Most good conservative people I know are making all kinds of sacrifices, but Repubs let those stories go unmentioned. When they do talk of sacrifice, its mor boo-hoo and way less "y'know, we're all in the same boat, and we all are taking these losses seriously. Let's work to make sure all our families and friends have a secure economic future. Here is, as a conservative, why I'm taking this serious pay cut down to worker's level pay for the next three years, and why I'm asking the Board to do the same. Here are the regulations that are preventing us from opening-up/keeping the new plant..." and so on.
No one is doing that... and in many ways, its the party's fault.
All the generation miseducated in the pedophile infested NEA/AFT schools know is:
1. Santa Claus gives them free stuff.
2. The Grinch takes them away.
We need to accept that The End is nigh. See:
"I really don't care about the auto bailout and the Union pensioners"
You should because it cost you a lot of money and corrupted the normal and healthy bankruptcy process.
"I don't care about the failure of the companies that the gov't invested in."
You should because it cost you a lot of money and turned a non-zero-sum market economy into a zero-sum crony capitalist economy.
"fair trade for American businesses."
I don't know what this means. Is this a shot a China? They are our trading partner. We should stop abusing them based on crackpot economics like "currency manipulation."
"It's hard for most kids to see the connection between student loans and price of college, and worse, hard to see what debt burdens do overall until after you're already 30K in debt (that is, before even getting a job, buying a car, etc.)"
Kids don't vote, but their parents do. If they don't understand it, explain it to them. It's not complicated: government is driving up the cost of college and taking advantage of poor people by loaning them money they can't pay back.

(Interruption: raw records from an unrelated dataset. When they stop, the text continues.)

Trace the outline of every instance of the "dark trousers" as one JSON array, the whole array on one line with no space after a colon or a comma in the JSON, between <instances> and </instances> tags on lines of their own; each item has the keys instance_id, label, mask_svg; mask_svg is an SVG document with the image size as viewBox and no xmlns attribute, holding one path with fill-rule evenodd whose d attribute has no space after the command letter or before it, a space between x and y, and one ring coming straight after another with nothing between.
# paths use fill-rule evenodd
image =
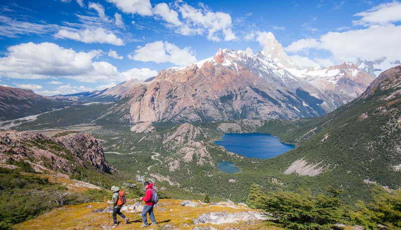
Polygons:
<instances>
[{"instance_id":1,"label":"dark trousers","mask_svg":"<svg viewBox=\"0 0 401 230\"><path fill-rule=\"evenodd\" d=\"M122 213L121 211L120 210L121 208L113 208L113 220L114 221L114 223L117 223L117 214L120 215L121 218L125 218L125 215Z\"/></svg>"},{"instance_id":2,"label":"dark trousers","mask_svg":"<svg viewBox=\"0 0 401 230\"><path fill-rule=\"evenodd\" d=\"M156 223L156 219L154 218L154 213L153 213L153 206L154 205L147 205L145 204L143 206L143 210L142 210L142 220L145 224L147 224L146 214L148 212L152 222Z\"/></svg>"}]
</instances>

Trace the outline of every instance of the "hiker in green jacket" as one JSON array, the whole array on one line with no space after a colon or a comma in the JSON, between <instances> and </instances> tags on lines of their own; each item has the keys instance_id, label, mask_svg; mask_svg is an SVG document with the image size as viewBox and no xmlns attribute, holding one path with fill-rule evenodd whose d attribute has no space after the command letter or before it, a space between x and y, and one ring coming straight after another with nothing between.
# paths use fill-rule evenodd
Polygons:
<instances>
[{"instance_id":1,"label":"hiker in green jacket","mask_svg":"<svg viewBox=\"0 0 401 230\"><path fill-rule=\"evenodd\" d=\"M123 214L121 211L121 207L122 207L122 205L124 204L122 201L122 197L120 197L119 200L120 188L116 186L112 186L111 191L113 192L112 200L111 201L107 201L107 203L109 204L113 204L113 220L114 221L114 226L118 225L118 223L117 222L117 214L125 220L125 223L128 223L129 219L125 217L125 215ZM124 199L125 199L125 197Z\"/></svg>"}]
</instances>

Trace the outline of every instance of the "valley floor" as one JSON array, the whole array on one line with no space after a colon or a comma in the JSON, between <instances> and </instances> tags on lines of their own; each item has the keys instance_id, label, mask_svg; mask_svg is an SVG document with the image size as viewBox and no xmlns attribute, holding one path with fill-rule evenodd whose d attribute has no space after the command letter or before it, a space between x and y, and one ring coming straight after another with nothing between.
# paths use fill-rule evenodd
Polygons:
<instances>
[{"instance_id":1,"label":"valley floor","mask_svg":"<svg viewBox=\"0 0 401 230\"><path fill-rule=\"evenodd\" d=\"M251 209L245 206L234 205L231 202L218 203L212 205L202 204L197 201L195 207L181 206L182 200L161 199L155 207L155 215L158 227L149 225L144 228L142 224L140 212L136 212L137 205L128 205L123 211L130 218L128 224L117 216L120 225L113 228L124 229L281 229L269 222L256 219L262 216L262 212ZM127 203L134 201L129 200ZM105 202L91 202L66 205L54 209L50 212L14 225L20 229L109 229L112 225L111 213L101 212L107 207ZM100 212L94 210L100 210ZM236 221L236 219L242 218ZM249 221L247 221L250 220ZM217 224L217 223L221 223Z\"/></svg>"}]
</instances>

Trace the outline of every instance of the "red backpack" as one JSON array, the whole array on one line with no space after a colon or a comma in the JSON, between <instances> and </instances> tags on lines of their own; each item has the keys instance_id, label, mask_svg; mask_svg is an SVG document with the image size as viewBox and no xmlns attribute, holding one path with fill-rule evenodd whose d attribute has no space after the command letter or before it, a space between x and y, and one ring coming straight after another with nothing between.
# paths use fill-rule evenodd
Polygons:
<instances>
[{"instance_id":1,"label":"red backpack","mask_svg":"<svg viewBox=\"0 0 401 230\"><path fill-rule=\"evenodd\" d=\"M127 200L125 199L125 193L122 190L120 190L118 192L118 199L117 200L117 205L122 205L125 204Z\"/></svg>"}]
</instances>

"Republicans, as Ramesh is saying, are doing a piss-poor job of making the direct connection between a conservative policy regimen, and the direct and tangible benefits that an individual, lower-middle class voter will experience. So who do they vote for? The people that promise a tangible benefit."
That's my point exactly. Explain to them how government is stealing their tax dollars in real dollar amounts and wasting it or giving it to crony capitalists. Explain to them that central economic planning is inefficient, rewards political insiders, and leads to fewer jobs.